Many jurors, most prosecutors, and nearly all judges bring more life experiences to the courtroom than the young trial attorney. Frequently, the only common ground between a young criminal defense attorney and the prosecutor and judge is the law degree that all three hold. Accordingly, in order to respect, relate, and captivate one’s audience, the young trial attorney must convey a humble demeanor and quiet confidence, both in the courtroom and in the judge’s chambers; and all depends on sufficient preparation.

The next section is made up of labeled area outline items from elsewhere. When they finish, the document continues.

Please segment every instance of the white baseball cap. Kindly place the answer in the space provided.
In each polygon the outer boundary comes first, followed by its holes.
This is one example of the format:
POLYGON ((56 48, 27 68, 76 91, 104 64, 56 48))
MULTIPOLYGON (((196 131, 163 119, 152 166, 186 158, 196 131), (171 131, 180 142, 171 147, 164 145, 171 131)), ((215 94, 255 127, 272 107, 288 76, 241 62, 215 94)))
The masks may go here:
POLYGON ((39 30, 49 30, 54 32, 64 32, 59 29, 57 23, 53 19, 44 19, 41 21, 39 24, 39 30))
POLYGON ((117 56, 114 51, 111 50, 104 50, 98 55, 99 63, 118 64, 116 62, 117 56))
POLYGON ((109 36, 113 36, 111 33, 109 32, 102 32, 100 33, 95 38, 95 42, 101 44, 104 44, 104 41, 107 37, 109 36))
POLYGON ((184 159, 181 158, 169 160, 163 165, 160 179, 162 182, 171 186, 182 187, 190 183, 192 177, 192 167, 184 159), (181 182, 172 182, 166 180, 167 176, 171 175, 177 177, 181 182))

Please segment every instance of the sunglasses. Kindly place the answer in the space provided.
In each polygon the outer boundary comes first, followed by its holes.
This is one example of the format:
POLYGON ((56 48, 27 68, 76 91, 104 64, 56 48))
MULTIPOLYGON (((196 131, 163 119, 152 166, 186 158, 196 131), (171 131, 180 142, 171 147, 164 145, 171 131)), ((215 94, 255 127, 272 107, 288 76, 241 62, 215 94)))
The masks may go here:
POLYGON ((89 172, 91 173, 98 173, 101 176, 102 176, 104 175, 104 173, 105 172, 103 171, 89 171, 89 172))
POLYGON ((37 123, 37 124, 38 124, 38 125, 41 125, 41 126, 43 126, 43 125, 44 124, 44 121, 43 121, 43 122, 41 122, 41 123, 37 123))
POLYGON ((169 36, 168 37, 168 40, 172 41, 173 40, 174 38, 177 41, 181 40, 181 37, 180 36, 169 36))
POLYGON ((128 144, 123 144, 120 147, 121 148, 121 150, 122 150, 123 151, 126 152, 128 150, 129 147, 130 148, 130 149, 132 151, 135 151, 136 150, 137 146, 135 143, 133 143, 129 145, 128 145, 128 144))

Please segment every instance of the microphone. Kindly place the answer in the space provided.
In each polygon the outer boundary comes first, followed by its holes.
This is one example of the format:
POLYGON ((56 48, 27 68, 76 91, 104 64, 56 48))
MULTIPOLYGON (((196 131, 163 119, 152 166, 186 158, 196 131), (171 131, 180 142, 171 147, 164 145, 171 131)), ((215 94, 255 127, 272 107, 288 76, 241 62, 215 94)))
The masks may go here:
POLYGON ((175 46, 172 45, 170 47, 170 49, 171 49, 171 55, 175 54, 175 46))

While the young trial attorney may be lean on trial experience, he may still draw upon past life experiences to be respectfully assertive during the trial. Those life lessons, coupled with the hands-on experience of dozens of criminal trials, can then lead the young trial attorney to view the mechanics of a criminal trial like that of the aforementioned golf swing – preparation is king; allow the muscle memory to control; and always focus on the task at hand.
Only if the young trial attorney is cognizant of those three pillars – preparation, muscle memory, and focus – can he then begin to adapt to the speed at which many issues arise at trial, for it is oftentimes this speed that proves to be the most challenging.
Fortunately for our clients, KesslerWilliams, LLC, a criminal litigation and trial practice, is much more successful in the courtroom than on the golf course.